Hearing aids set to boom but what’s holding them back?

According to one of the largest manufacturers of hearing aids in the world, 90% of people who have hearing deficiency do not have a hearing aid!

What’s more, they probably don’t want one.

This was the challenge for my keynote address to the 300+ attendees at the Asia Pacific Conference for Sivantos in Singapore on June 1st, 2018.

As I learned, hearing devices have totally transformed from the clunky, squeaking boxes my step-mother used to wear.

More natural sound (Own Voice Processing) and discrete, comfortable designs help overcome the stigma formerly associated with the wearer.

Users take advantage of bluetooth streaming functionality to tune in to their favourite channels when not conversing.

So what’s the problem? Why do so many older folks who need them, avoid them?

One aspect is price. These babies can be expensive, especially as they work best as a pair.
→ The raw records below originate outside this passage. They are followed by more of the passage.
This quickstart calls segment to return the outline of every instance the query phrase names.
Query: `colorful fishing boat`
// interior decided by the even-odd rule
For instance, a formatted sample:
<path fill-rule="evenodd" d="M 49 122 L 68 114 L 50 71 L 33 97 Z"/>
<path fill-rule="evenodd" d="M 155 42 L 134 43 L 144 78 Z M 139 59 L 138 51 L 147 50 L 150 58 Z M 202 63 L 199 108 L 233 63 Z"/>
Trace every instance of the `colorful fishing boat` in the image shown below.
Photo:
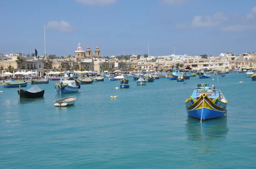
<path fill-rule="evenodd" d="M 93 80 L 90 77 L 77 78 L 77 81 L 81 84 L 91 84 L 93 82 Z"/>
<path fill-rule="evenodd" d="M 104 78 L 101 76 L 97 76 L 93 78 L 93 80 L 96 80 L 96 82 L 103 82 Z"/>
<path fill-rule="evenodd" d="M 148 82 L 154 82 L 154 79 L 152 77 L 150 77 L 149 76 L 147 76 L 144 78 Z"/>
<path fill-rule="evenodd" d="M 49 79 L 39 79 L 31 80 L 31 84 L 47 84 L 49 83 Z"/>
<path fill-rule="evenodd" d="M 221 91 L 213 86 L 209 87 L 203 83 L 198 85 L 190 98 L 185 101 L 188 115 L 204 120 L 224 115 L 227 101 Z"/>
<path fill-rule="evenodd" d="M 56 83 L 55 90 L 58 93 L 78 92 L 80 85 L 76 80 L 62 80 L 58 84 Z"/>
<path fill-rule="evenodd" d="M 199 79 L 207 79 L 207 78 L 210 78 L 211 76 L 208 75 L 208 74 L 204 74 L 203 75 L 200 74 L 199 75 Z"/>
<path fill-rule="evenodd" d="M 114 81 L 114 80 L 120 80 L 122 79 L 123 79 L 124 78 L 124 76 L 122 75 L 119 75 L 115 77 L 111 77 L 109 78 L 111 81 Z"/>
<path fill-rule="evenodd" d="M 251 78 L 252 78 L 252 80 L 256 81 L 256 73 L 252 75 Z"/>
<path fill-rule="evenodd" d="M 24 82 L 23 80 L 17 80 L 14 81 L 3 81 L 3 88 L 26 87 L 28 82 Z"/>
<path fill-rule="evenodd" d="M 20 99 L 32 99 L 44 97 L 44 90 L 41 89 L 36 85 L 27 90 L 20 88 L 17 90 Z"/>
<path fill-rule="evenodd" d="M 130 84 L 129 84 L 129 79 L 124 78 L 123 79 L 120 80 L 120 88 L 129 88 Z"/>
<path fill-rule="evenodd" d="M 147 84 L 147 81 L 143 79 L 142 76 L 140 76 L 140 77 L 137 80 L 136 83 L 137 85 L 143 85 Z"/>
<path fill-rule="evenodd" d="M 54 101 L 54 106 L 57 107 L 66 107 L 74 105 L 76 98 L 71 96 Z"/>
<path fill-rule="evenodd" d="M 177 82 L 183 82 L 184 81 L 185 79 L 184 79 L 184 77 L 181 76 L 179 76 L 178 77 L 178 79 L 177 79 Z"/>
<path fill-rule="evenodd" d="M 186 75 L 183 74 L 183 71 L 178 70 L 172 70 L 172 73 L 169 73 L 169 80 L 177 80 L 178 79 L 179 75 L 182 74 L 183 74 L 183 77 L 185 79 L 189 79 L 190 77 L 190 75 Z"/>

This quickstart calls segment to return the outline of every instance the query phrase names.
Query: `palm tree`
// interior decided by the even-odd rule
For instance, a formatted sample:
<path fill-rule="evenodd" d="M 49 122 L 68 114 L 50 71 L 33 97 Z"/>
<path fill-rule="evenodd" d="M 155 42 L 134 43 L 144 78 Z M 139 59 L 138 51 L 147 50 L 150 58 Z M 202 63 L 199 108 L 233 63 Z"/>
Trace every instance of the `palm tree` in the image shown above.
<path fill-rule="evenodd" d="M 49 68 L 51 68 L 52 65 L 48 62 L 47 62 L 44 66 L 45 69 L 47 69 L 47 73 L 49 73 Z"/>
<path fill-rule="evenodd" d="M 13 68 L 13 66 L 11 66 L 10 65 L 9 66 L 7 66 L 7 68 L 6 68 L 6 72 L 8 72 L 10 73 L 13 73 L 13 70 L 14 70 L 14 68 Z"/>
<path fill-rule="evenodd" d="M 15 61 L 17 64 L 19 65 L 19 68 L 20 68 L 20 65 L 22 63 L 23 63 L 24 61 L 22 59 L 22 57 L 21 56 L 18 56 L 17 57 L 17 59 Z"/>

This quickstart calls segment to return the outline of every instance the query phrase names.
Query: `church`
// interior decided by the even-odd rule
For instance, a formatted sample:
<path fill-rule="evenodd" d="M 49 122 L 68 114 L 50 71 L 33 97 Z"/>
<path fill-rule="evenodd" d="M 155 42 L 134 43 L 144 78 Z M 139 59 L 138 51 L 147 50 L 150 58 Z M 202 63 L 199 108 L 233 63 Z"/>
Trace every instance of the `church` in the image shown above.
<path fill-rule="evenodd" d="M 99 48 L 99 46 L 97 45 L 95 51 L 92 54 L 92 51 L 89 46 L 87 46 L 86 49 L 86 54 L 85 54 L 85 51 L 82 48 L 81 44 L 79 42 L 78 44 L 78 48 L 75 51 L 75 57 L 77 58 L 90 58 L 91 57 L 97 58 L 100 57 L 100 50 Z"/>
Hearing aids, like spectacles, are a sign of age, and no-one wants to ‘look’ old. The design and functionality of these new devices have largely addressed this issue, so there must be more to it.

Like the spectacle revolution, I believe more must be done to ‘normalise’ the wearer. Make them a fashion item. Sell the ‘cool’ of the bluetooth streaming to blur the lines between a high end pair of earbuds and a hearing device.

And as always, getting the product right is only one step in the customer journey. Make sure there are no barriers to older consumers throughout the communications, online, retail experiences.

People, young and old suffer hearing loss so, contrary to popular opinion, hearing aids are not ‘products for older people’ they are indeed, age-neutral. However, the combination of a dramatically ageing population and the increasing prevalence of hearing loss with age means that this business is set to boom.